Approximate Three Sum: Finding Three Numbers Closest to a Target

Approximate Three Sum

Imagine you have a bag of numbers. Someone gives you a *target* number, and asks you a question: "Pick any three numbers from the bag. Add them up. Which three give a sum that lands as close as possible to my target?"

That is exactly the Approximate Three Sum problem.

What the problem asks

You are given:

• An integer array called arr (just a list of whole numbers).
• A single number called target.

Your task: choose three numbers from arr, add them together, and find the combination whose sum is closest to target. You then return that sum — not the three numbers themselves, just their total.

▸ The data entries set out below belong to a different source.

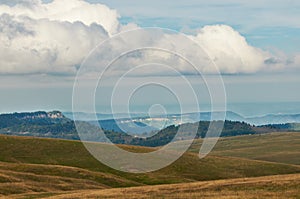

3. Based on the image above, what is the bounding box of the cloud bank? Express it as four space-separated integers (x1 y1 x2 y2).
0 0 300 75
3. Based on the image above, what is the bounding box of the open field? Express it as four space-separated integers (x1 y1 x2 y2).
0 133 300 198
36 174 300 199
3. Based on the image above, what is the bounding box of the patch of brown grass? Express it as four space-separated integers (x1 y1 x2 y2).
44 174 300 199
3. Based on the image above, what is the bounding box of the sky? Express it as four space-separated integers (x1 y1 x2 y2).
0 0 300 115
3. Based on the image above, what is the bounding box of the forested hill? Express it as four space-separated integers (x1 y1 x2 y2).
0 111 295 147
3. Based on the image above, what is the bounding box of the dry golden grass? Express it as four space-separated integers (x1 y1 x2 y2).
44 174 300 199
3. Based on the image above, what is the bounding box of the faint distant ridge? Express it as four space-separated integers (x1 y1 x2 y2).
0 111 300 147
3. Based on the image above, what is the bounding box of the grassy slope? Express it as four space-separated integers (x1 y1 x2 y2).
42 174 300 199
191 133 300 165
0 133 300 195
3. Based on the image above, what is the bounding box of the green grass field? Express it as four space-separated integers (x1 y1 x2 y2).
0 133 300 198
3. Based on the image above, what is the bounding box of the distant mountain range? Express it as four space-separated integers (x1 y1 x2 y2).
64 111 300 134
0 111 300 146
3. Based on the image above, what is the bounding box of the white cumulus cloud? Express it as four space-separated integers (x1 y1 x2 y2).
0 0 299 75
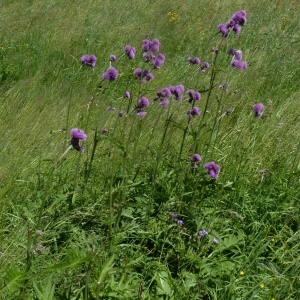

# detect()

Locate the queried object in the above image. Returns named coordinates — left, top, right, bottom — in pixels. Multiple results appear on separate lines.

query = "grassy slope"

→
left=0, top=1, right=300, bottom=299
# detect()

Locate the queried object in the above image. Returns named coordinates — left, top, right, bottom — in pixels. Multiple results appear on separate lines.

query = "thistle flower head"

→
left=156, top=88, right=172, bottom=98
left=136, top=97, right=149, bottom=108
left=124, top=45, right=136, bottom=59
left=159, top=99, right=169, bottom=106
left=136, top=109, right=147, bottom=117
left=153, top=53, right=165, bottom=69
left=102, top=67, right=119, bottom=81
left=204, top=161, right=220, bottom=179
left=252, top=103, right=264, bottom=118
left=198, top=229, right=208, bottom=237
left=186, top=90, right=201, bottom=103
left=123, top=91, right=130, bottom=98
left=109, top=54, right=117, bottom=61
left=70, top=128, right=86, bottom=141
left=81, top=54, right=97, bottom=68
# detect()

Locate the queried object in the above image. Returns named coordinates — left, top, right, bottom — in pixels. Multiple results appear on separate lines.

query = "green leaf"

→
left=0, top=268, right=25, bottom=292
left=155, top=271, right=173, bottom=296
left=33, top=279, right=55, bottom=300
left=98, top=255, right=115, bottom=282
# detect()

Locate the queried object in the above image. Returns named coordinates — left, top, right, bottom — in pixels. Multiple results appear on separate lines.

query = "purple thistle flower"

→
left=234, top=50, right=243, bottom=61
left=133, top=68, right=143, bottom=79
left=153, top=53, right=165, bottom=69
left=123, top=91, right=130, bottom=98
left=186, top=90, right=201, bottom=103
left=70, top=128, right=86, bottom=141
left=143, top=40, right=151, bottom=51
left=187, top=106, right=200, bottom=118
left=136, top=97, right=149, bottom=108
left=198, top=229, right=208, bottom=237
left=218, top=24, right=228, bottom=37
left=159, top=99, right=169, bottom=106
left=252, top=103, right=264, bottom=118
left=170, top=212, right=178, bottom=218
left=218, top=10, right=247, bottom=37
left=143, top=52, right=155, bottom=62
left=192, top=153, right=201, bottom=162
left=204, top=161, right=220, bottom=179
left=232, top=10, right=247, bottom=26
left=136, top=109, right=147, bottom=117
left=124, top=45, right=136, bottom=59
left=143, top=70, right=154, bottom=81
left=177, top=220, right=184, bottom=226
left=81, top=54, right=97, bottom=68
left=188, top=57, right=201, bottom=65
left=102, top=128, right=109, bottom=134
left=102, top=67, right=119, bottom=81
left=109, top=54, right=117, bottom=61
left=169, top=84, right=184, bottom=100
left=231, top=59, right=248, bottom=70
left=225, top=108, right=232, bottom=116
left=227, top=48, right=235, bottom=55
left=156, top=88, right=172, bottom=98
left=232, top=24, right=241, bottom=34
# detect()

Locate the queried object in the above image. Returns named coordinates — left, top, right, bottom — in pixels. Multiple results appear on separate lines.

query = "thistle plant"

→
left=0, top=0, right=300, bottom=300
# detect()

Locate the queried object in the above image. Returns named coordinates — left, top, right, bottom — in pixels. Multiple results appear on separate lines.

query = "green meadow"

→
left=0, top=0, right=300, bottom=300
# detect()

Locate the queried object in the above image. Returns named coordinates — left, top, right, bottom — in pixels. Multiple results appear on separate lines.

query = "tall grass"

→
left=0, top=0, right=300, bottom=299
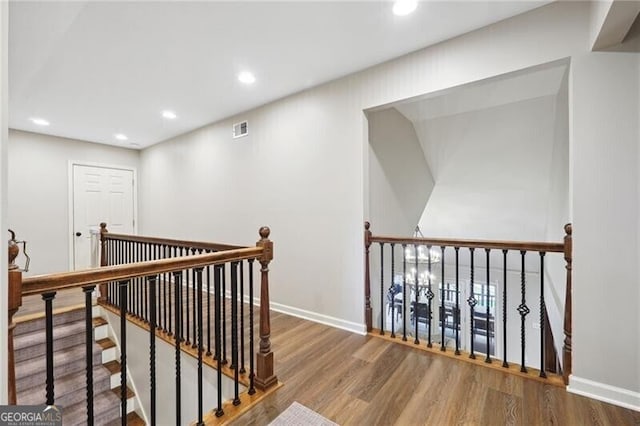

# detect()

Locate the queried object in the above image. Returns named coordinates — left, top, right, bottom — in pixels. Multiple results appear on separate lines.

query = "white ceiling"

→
left=9, top=0, right=549, bottom=147
left=394, top=64, right=567, bottom=123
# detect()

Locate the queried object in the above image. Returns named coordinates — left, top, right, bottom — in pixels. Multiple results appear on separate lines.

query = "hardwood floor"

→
left=20, top=282, right=640, bottom=426
left=232, top=312, right=640, bottom=426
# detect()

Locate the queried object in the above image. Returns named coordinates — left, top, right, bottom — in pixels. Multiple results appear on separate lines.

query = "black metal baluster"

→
left=413, top=244, right=420, bottom=345
left=518, top=250, right=531, bottom=373
left=440, top=246, right=448, bottom=352
left=148, top=275, right=158, bottom=426
left=231, top=262, right=240, bottom=405
left=428, top=246, right=434, bottom=348
left=173, top=272, right=181, bottom=425
left=249, top=259, right=256, bottom=395
left=240, top=260, right=246, bottom=374
left=380, top=243, right=385, bottom=336
left=453, top=247, right=460, bottom=355
left=213, top=265, right=224, bottom=417
left=42, top=291, right=56, bottom=405
left=467, top=248, right=478, bottom=359
left=402, top=244, right=407, bottom=342
left=484, top=248, right=495, bottom=364
left=207, top=262, right=211, bottom=356
left=118, top=281, right=128, bottom=426
left=502, top=250, right=509, bottom=368
left=389, top=243, right=396, bottom=338
left=194, top=268, right=204, bottom=425
left=191, top=248, right=196, bottom=349
left=220, top=263, right=228, bottom=364
left=180, top=247, right=191, bottom=346
left=82, top=285, right=96, bottom=426
left=162, top=245, right=171, bottom=335
left=540, top=251, right=547, bottom=378
left=134, top=243, right=142, bottom=318
left=141, top=243, right=152, bottom=324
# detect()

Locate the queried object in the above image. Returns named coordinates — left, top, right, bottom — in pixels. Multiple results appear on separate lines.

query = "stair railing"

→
left=364, top=222, right=572, bottom=384
left=8, top=225, right=277, bottom=425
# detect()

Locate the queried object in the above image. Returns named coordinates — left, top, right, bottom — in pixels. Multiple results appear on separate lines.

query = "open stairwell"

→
left=14, top=307, right=145, bottom=425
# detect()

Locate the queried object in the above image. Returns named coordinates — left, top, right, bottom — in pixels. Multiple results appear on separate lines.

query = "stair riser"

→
left=14, top=333, right=85, bottom=362
left=16, top=351, right=102, bottom=392
left=13, top=305, right=84, bottom=336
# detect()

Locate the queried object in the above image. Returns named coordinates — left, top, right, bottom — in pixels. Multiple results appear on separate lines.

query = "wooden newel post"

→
left=7, top=231, right=22, bottom=405
left=562, top=223, right=573, bottom=385
left=255, top=226, right=278, bottom=390
left=98, top=222, right=109, bottom=303
left=364, top=222, right=373, bottom=332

Notice the word "closest." The sum does not have to equal the target exactly. It just needs to be nearer to the target than any other choice of three numbers.

A worked example

Example 1

Input:  arr = [2, 7, 11, 15], target = 3
Output: 20

Let's see why. We must pick three numbers out of these four. Here are the possible groups of three and their sums:

• 2 + 7 + 11 = 20
• 2 + 7 + 15 = 24
• 2 + 11 + 15 = 28
• 7 + 11 + 15 = 33

The target is 3. The sum closest to 3 is 20 (it is only 17 away, while every other choice is farther). So the answer is 20.

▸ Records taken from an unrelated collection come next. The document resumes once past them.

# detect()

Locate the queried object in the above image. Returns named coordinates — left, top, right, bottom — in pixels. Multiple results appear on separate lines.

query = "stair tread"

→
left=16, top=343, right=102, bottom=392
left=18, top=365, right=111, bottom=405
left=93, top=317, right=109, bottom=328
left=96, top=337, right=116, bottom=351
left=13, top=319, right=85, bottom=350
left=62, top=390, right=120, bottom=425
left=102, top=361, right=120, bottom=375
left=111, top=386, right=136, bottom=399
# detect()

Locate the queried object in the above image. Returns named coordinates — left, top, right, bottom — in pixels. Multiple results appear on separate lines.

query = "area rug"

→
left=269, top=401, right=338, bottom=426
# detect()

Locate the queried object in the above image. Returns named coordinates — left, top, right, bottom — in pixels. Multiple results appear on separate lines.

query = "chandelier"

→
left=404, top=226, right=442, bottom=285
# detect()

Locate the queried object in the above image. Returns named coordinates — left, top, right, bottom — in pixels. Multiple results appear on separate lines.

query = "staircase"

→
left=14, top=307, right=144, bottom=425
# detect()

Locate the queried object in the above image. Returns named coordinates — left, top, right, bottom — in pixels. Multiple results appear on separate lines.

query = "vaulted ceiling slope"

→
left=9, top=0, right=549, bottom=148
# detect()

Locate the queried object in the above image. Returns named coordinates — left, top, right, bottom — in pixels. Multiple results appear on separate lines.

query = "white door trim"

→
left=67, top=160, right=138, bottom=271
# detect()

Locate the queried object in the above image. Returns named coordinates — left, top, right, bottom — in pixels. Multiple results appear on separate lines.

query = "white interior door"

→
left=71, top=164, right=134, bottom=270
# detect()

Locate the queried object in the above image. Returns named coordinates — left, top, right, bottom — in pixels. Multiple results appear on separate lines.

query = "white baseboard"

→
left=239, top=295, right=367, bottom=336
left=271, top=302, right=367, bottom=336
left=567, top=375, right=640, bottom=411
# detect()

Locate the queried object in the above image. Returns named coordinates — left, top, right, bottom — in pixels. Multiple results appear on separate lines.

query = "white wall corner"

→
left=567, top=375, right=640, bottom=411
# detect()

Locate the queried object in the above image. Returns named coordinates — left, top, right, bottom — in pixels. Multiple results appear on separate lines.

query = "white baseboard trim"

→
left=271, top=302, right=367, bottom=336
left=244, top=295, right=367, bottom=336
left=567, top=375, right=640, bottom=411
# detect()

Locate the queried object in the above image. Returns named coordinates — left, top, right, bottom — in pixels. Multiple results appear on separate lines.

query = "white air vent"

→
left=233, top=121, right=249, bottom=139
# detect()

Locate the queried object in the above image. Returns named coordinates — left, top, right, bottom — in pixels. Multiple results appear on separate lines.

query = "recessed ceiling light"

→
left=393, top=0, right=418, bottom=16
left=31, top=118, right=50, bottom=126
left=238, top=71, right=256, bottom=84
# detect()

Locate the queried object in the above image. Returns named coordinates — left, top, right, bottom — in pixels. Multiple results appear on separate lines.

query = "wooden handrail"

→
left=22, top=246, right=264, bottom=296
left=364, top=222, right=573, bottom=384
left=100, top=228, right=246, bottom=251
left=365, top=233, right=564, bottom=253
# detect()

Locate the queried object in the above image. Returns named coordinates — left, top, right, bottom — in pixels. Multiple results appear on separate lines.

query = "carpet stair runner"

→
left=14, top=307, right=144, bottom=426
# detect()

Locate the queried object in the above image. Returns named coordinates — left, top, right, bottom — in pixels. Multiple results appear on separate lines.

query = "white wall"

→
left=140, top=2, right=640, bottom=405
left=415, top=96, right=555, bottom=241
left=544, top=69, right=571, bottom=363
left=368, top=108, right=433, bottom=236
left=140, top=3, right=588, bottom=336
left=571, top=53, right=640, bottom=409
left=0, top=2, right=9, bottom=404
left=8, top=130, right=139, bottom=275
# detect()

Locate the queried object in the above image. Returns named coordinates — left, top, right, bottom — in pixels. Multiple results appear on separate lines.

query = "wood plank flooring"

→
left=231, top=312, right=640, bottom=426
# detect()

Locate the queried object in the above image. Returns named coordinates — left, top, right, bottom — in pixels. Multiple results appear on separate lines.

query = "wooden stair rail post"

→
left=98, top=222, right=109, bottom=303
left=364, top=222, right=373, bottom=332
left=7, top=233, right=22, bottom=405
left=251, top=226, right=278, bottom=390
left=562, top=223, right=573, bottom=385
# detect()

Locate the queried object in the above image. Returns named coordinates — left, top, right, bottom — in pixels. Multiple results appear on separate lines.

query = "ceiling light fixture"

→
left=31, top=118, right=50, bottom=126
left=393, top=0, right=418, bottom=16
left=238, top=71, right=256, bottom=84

A helpful way to think about "closest" is distance. For any sum, the distance to the target is how far apart they are, ignoring the sign. In code we measure this with the absolute value: abs(sum - target). The smaller this distance, the better the choice.

Example 2

Input: arr = [-1, 2, 1, -4], target = 1

The same idea applies, and the numbers can be negative too. You would try the different groups of three, compute each sum, and keep the one whose distance to 1 is smallest.

One important guarantee

The problem tells you that each input has exactly one solution. That means you never have to worry about ties or about "no answer existing." There is always one clear best sum to return.

How to think about solving it

The most direct idea is to try every possible group of three numbers, compute each sum, and remember the sum that comes closest to the target.

1. Start by assuming the first group you see is the best so far.
2. Look at each new group of three. Compute its sum.
3. Compare its distance to the target (abs(sum - target)) with the best distance found so far.
4. If the new group is closer, it becomes the new best.
5. After checking all groups, return the best sum.

The starter code gives you the function shape to fill in:

class Solution {
public:
    int approximateThreeSum(vector<int> &arr,

Here vector<int> &arr is simply C++'s way of saying "a list of integers." Your job is to fill in the body so it returns the closest sum.